Der Sprint endet nach zwei Wochen mit einem Review (Prüfung aller Anforderungen, die bisher im Rahmen der Sprints fertiggestellt wurden), um das Product Backlog bei Bedarf anpassen zu können beziehungsweise einer Retrospektive, die kritische Überprüfung der bisherigen Arbeitsweise, innerhalb des Teams sowie einem Ergebnisreport an die Stakeholder (Kunde, Anwender, Management). Damit bietet der Prozess für alle Beteiligten eine hohe Transparenz und die Gelegenheit, sich laufend über den Realisationsfortschritt zu informieren. Bei gleichzeitiger Anwendung des Konzepts der kontinuierlichen Integration (im Englischen bekannt als „continuous integration“) werden alle funktionierenden und abgenommenen Teile der entwickelten Software sogar sofort nach dem Sprint Review in das Produktivsystem eingespielt und damit direkt unter Produktivbedingungen getestet und eingesetzt. Hierdurch kann die Software noch besser und genauer auf die Nutzeranforderungen abgestimmt werden. Das Konzept eignet sich jedoch nicht für sehr betriebskritische Applikationen.
Als sehr positiv erweist sich beim Einsatz von Scrum die Wissensverteilung innerhalb des Sprint Teams. Gab es vor dem Umstieg oft die Situation, dass sich zu wenige Mitarbeiter mit einem Projekt auskannten und das Wissen schlecht verteilt war, führt die Selbstorganisation zu einer automatischen Wissensverteilung im Sprint Team, ohne dass dies der Vorgesetzte forcieren muss.
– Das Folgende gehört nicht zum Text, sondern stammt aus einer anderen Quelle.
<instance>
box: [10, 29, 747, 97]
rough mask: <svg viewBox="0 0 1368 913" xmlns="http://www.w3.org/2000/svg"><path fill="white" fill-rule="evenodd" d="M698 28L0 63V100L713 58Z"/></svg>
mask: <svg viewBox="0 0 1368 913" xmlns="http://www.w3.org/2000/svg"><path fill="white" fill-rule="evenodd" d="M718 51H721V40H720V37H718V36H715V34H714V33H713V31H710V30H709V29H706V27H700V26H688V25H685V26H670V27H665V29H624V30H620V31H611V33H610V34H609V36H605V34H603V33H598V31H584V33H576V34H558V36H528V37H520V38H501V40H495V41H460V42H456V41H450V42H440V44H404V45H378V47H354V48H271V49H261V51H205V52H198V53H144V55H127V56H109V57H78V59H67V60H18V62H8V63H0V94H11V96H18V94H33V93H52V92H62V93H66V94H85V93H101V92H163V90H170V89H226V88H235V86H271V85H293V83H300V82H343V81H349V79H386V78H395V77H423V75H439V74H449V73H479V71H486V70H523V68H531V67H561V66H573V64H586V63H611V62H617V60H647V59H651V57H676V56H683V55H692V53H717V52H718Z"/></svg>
Im Unternehmen wurde dieser Effekt durch den zusätzlichen Einsatz von Pair Programming als erwünschtes Konzept im Sprint noch verstärkt.
Fazit – vermeintlicher Nachteil verkehrt sich in Vorteil
Die Performance im Entwicklungsbereich hat sich durch Scrum insgesamt verbessert und die Arbeitsprozesse verlaufen generell reibungsloser.
Nachteilig ist bei Scrum auf den ersten Blick, dass zu Beginn weder die Gesamtkosten noch ein konkreter Umsetzungszeitraum genannt werden können. Dieser Nachteil verkehrt sich jedoch zu einem Vorteil, denn Schätzungen großer Projekte sind grundsätzlich aufwendig und ungenau. Darüber hinaus verlangen Entwickler stets hohe Sicherheitsaufschläge, um die Unsicherheit bei der Schätzung zu kompensieren. Bei Anwendung des Scrum-Prinzips und einer Bezahlung nach Aufwand, entfällt der Sicherheitsaufschlag für den Kunden.